Now, the future is here and their will be more future tomorrow. We print one copy and xerox the rest of our novels in multiples for out writing groups to peruse. We edit. We print more. Ink is cheap and paper grows on trees. We post them on Trigger Street and The Red Room and Smashwords for user to (hopefully) read and comment. We post blogs. We podcast. We delete whole sentences at a time. We reorder paragraphs. The tacks have been removed from the walls of our study. The index cards are filed away in drawers where we can wonder what they were ever used for in the first place. Final Draft and Scrivener and Celtx organize the bodies onto virtual corkboards and sticky notes. Characters have tabs for their biographies with images and research encompassed in quick click of a button reference. We hardly even have to type anymore if we do not want. We can tell the story into a microphone and DragonNaturallySpeaking (dragonspeak) will convert the dialogue into text. Windows Journal and similar programs type out scanned handwritten documents for you.

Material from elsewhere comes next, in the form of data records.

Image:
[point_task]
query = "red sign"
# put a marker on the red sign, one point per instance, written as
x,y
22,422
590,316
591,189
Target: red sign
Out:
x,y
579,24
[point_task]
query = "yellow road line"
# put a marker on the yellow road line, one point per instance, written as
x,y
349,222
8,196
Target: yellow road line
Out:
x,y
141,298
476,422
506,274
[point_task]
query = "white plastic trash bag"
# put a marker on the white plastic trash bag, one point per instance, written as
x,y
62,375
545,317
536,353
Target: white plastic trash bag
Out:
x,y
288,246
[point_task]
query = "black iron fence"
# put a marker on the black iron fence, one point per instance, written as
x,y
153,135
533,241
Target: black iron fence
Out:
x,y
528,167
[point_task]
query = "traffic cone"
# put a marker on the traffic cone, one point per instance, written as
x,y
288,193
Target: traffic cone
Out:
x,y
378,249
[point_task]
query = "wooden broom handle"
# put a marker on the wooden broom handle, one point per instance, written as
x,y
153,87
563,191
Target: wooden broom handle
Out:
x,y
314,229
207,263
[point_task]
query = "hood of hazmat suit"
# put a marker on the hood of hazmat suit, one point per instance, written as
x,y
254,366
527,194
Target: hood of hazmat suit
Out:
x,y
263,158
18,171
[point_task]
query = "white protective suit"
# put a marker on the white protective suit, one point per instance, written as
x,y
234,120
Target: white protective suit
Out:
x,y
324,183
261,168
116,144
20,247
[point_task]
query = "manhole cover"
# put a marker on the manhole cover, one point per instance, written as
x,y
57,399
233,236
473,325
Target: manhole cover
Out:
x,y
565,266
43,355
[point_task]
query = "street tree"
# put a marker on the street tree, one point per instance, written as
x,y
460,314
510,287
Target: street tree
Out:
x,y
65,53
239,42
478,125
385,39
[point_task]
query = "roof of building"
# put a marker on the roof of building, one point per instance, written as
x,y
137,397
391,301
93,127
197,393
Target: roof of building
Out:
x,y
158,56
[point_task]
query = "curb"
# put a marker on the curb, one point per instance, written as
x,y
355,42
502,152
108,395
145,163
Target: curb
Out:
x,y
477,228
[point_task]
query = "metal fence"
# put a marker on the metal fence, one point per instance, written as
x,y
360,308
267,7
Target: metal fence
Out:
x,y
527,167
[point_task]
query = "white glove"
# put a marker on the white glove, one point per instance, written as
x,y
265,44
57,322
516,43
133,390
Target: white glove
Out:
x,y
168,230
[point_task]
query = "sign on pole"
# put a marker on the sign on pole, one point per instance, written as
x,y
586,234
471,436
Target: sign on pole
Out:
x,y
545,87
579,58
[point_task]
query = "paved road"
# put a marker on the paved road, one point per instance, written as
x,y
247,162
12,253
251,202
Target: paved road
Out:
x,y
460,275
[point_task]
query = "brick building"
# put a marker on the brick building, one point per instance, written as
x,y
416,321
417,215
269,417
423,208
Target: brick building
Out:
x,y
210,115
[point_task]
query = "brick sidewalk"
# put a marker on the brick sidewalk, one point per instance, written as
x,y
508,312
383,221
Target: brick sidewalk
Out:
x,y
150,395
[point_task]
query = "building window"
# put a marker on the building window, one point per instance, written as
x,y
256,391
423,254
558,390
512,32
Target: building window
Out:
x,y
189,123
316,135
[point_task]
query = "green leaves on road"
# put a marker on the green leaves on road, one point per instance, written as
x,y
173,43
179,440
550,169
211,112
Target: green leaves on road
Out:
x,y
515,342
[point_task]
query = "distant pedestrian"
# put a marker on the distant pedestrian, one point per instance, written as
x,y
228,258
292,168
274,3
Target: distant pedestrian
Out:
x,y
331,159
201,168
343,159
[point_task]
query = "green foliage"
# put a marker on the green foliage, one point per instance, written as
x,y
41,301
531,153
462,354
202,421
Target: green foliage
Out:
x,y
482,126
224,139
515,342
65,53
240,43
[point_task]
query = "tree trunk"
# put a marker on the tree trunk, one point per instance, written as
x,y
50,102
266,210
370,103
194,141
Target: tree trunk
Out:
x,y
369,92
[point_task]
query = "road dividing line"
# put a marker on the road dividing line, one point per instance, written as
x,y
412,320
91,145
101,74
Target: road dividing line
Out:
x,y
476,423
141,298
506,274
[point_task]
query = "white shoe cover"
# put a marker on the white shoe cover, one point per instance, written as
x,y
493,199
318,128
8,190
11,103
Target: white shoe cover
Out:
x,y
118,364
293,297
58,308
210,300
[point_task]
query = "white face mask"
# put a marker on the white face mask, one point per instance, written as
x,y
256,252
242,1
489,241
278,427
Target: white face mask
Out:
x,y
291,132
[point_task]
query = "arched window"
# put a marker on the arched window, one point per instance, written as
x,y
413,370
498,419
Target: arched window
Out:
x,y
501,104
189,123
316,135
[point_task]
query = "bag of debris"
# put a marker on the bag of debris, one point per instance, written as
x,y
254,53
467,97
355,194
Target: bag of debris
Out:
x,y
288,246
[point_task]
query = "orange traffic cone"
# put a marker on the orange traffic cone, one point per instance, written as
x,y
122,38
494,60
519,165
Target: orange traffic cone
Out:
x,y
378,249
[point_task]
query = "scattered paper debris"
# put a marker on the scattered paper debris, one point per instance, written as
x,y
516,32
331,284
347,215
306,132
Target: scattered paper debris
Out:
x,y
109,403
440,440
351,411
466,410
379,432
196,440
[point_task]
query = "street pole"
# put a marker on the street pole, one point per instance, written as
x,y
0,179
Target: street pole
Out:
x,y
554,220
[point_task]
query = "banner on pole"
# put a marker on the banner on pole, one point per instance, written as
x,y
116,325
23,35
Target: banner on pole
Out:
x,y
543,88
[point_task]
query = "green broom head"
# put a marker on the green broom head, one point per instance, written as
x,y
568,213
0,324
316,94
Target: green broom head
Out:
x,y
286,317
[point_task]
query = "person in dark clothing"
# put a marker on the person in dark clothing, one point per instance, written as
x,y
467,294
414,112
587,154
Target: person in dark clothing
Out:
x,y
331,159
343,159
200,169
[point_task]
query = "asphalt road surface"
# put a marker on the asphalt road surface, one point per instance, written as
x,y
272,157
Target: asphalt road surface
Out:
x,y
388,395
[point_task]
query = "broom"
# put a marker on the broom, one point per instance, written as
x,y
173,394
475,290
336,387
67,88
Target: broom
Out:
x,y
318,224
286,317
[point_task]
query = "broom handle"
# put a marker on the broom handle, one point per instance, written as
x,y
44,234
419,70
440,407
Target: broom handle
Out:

The next great leap in writer evolution that will flood the market over the walls of the dam will be the invention of thought to text. From there it will be a short stroll into the conversion of dreams into movies. Pioneers will consume hallucinogenic drugs to record their experiences. A new Hunter Thompson will arise. Loving or being hated by a writer, if we can still call them writers, will have further consequences than they already have when they are hooked up to these experiential machines transcribing their emotions into novels.

Whole stories will be constructed in the blink of an eye, as fast as one can think them up. Is this what they thought about the video camera? We have come so far from the day when the Guttenberg Press made the scribe monk obsolete. From the days when the ancients chiseled letters into stones. Imagine the editing process of that form. We stepped over the home typesetting invention of the QWERTY keyboard, designed to be less functional than the Dvorak because the speedy keys kept sticking, to the digital manifestation of the word processor. We are now in the age of the work specific visual writing program. As much as the imaginative can prophesize, only the future can tell where we will go next. Who knows? Maybe there will be someone in the distance looking back at you for your contribution to the world and he will say, “And they had to actually write it all by hand.”